Let’s start this off by first talking about what it means to flat cancel an insurance contract. To flat cancel an insurance contract means to cancel the insurance contract before that contract’s effective date. The timing is significant because it means that the insuring company has not assumed any liability under the contract, since the contract has not begun. As such, the insured (customer) is entitled to a full refund of any premiums paid without any deductions of any kind. This stands in contrast to pro-rata cancellations and short-rate cancellations, which are discussed in other parts of this site.
Based on the meaning of flat cancellation, it is clear to see that this is an option for any insurance contract as long as the policy has not gone into effect yet. Once the policy has gone into effect, any cancellation will have to be done on a pro-rata or short-rate basis, wherein the insurance company will retain some of the paid premium for administrative costs and the cost of assuming partial liability.

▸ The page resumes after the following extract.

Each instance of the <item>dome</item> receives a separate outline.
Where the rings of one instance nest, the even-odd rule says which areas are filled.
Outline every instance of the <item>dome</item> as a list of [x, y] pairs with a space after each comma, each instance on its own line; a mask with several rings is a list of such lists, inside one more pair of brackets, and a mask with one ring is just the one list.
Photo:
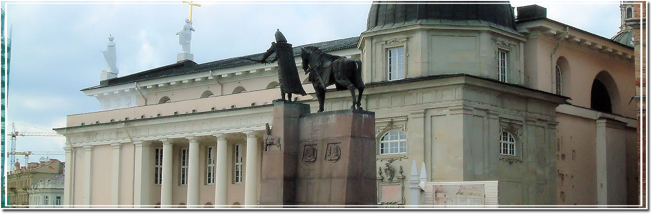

In general, flat cancellations only occur when the insured decides not to renew the policy. Any errors in the issuing of the policy would result in a void policy before the policy even went into effect.
While this is by no means standard procedure, I have also heard of a dispute between an insured and the insurer that resulted in both parties settling via a flat cancellation of the policy. Again, I want to stress that this is not a typical case and there was most likely extenuating circumstances that lead to this type of resolution.